Well, part of it has to be that old tribal thing. Most people in places like Tameside just don't vote Tory. End of. Lib Dems? Talk sense will you?

But there's something else going on. The reality is that in real life as well as cyberspace, our councils have become virtual. They are little more than figments of our imagination.

As we've blogged since the start, councils today are essentially an arm of central government. They may still have town halls, and it may say "Council" on the big brass plate, but in truth they have to do not what their local electors want, but what their paymasters in Whitehall tell them to. It's a simple case of follow the money.

In Tameside's case, its gross expenditure this year is budgeted at just under £600m. But less than £100m of that will come from local Council Tax payers. The rest will largely come from Whitehall, in one way or another.

Which means two things. First, the local electors don't get terribly excited about their local elections - they understand that the council is not where the real power lies. And second, the council itself is mainly in the game of ticking Whitehall's boxes.

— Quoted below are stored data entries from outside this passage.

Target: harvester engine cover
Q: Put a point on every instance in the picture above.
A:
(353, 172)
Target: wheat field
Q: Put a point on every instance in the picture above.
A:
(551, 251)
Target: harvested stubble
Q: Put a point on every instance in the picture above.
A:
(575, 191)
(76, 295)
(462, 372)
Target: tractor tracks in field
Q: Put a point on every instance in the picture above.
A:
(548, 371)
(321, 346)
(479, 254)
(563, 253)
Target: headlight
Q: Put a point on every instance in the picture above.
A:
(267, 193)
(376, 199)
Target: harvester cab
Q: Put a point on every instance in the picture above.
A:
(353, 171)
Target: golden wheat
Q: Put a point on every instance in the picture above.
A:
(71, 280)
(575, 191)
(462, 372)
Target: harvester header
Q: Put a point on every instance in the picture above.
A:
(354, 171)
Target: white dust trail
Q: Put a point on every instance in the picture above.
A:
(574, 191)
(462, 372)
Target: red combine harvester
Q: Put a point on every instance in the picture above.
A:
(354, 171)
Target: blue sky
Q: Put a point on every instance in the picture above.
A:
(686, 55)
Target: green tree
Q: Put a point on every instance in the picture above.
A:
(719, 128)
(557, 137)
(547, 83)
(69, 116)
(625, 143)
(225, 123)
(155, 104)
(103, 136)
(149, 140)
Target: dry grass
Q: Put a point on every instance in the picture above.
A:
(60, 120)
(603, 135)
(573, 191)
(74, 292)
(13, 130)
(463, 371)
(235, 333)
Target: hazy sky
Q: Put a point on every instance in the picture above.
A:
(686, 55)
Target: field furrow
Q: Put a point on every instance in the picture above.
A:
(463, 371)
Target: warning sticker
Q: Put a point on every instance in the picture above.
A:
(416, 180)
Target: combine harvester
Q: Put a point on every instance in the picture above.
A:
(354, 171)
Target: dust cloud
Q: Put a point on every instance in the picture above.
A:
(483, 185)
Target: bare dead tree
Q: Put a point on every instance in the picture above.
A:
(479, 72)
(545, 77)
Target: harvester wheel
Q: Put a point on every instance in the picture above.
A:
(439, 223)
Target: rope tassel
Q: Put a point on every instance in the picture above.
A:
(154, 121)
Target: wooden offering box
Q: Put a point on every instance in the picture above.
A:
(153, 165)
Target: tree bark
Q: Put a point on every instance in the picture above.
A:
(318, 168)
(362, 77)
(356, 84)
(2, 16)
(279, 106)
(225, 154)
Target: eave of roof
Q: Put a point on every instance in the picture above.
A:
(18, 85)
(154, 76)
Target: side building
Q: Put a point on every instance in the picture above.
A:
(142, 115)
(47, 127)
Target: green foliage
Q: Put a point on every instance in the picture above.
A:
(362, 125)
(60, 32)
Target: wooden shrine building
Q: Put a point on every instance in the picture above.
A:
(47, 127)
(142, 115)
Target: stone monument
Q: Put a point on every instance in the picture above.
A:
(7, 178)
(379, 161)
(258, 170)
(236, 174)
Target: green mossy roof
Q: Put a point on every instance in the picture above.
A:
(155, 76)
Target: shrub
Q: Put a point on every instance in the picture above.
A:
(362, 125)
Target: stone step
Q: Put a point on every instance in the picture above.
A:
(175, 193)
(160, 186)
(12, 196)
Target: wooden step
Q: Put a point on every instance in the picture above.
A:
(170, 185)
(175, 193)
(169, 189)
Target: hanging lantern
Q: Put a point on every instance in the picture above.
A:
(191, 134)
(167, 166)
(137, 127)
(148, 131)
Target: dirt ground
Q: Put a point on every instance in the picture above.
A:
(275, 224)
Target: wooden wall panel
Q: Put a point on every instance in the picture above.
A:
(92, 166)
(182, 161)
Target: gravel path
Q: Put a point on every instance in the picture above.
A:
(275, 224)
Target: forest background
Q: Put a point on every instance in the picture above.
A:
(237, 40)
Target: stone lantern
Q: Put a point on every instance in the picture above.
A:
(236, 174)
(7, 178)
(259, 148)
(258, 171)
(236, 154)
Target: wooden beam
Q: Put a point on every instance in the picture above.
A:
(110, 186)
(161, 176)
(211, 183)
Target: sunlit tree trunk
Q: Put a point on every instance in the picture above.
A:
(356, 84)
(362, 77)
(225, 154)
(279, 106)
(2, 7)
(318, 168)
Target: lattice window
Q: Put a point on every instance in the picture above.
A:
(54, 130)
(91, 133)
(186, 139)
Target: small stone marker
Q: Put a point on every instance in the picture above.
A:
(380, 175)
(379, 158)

And fair play to Tameside - they've done a fabulous job on the ticking. The Audit Commission is incredibly pleased, rating them a 4 star council - the very best - which is "improving well", and delivering top notch value for money.

So while you, me, and everyone else out here in the real world thinks spending £36 grand on a virtual town hall is a crap waste of our cash (and in a similar vein, check out their TV station - Tameside TV), in the virtual world of fantasy councils, Tameside is doing a cracking job.

Of course, going forward, it will get a tad more difficult. Gone is the largesse of Labour, spraying Southern tax revenue all over its Northern fiefdoms like Tameside (an estimated £1.2bn was spent there in 2008-09). Instead, they'll face George's squeeze, alongside a Tory determination to rebalance such grossly unfair spending regional spending biases.

But this whole saga underlines once again that we really do need real fiscal decentralisation. Councils should have to raise most of their own cash from their own local taxpayers. Councillors who think it's OK to spend taxpayers' money on computer games should be forced to explain and justify themselves to their own local electors, not some cosseted quangocrat sitting miles away.

In the real world, you can bet nobody outside the Democratic People's Republic of Korea would stay in power for 30 years.

PS Was everyone Tyler encountered at Tameside Council a dope? By no means. In fact, there were some very good quality people there. But most seemed understandably scared of upsetting the leader, and all were locked into a local government system that is fundamentally dysfunctional.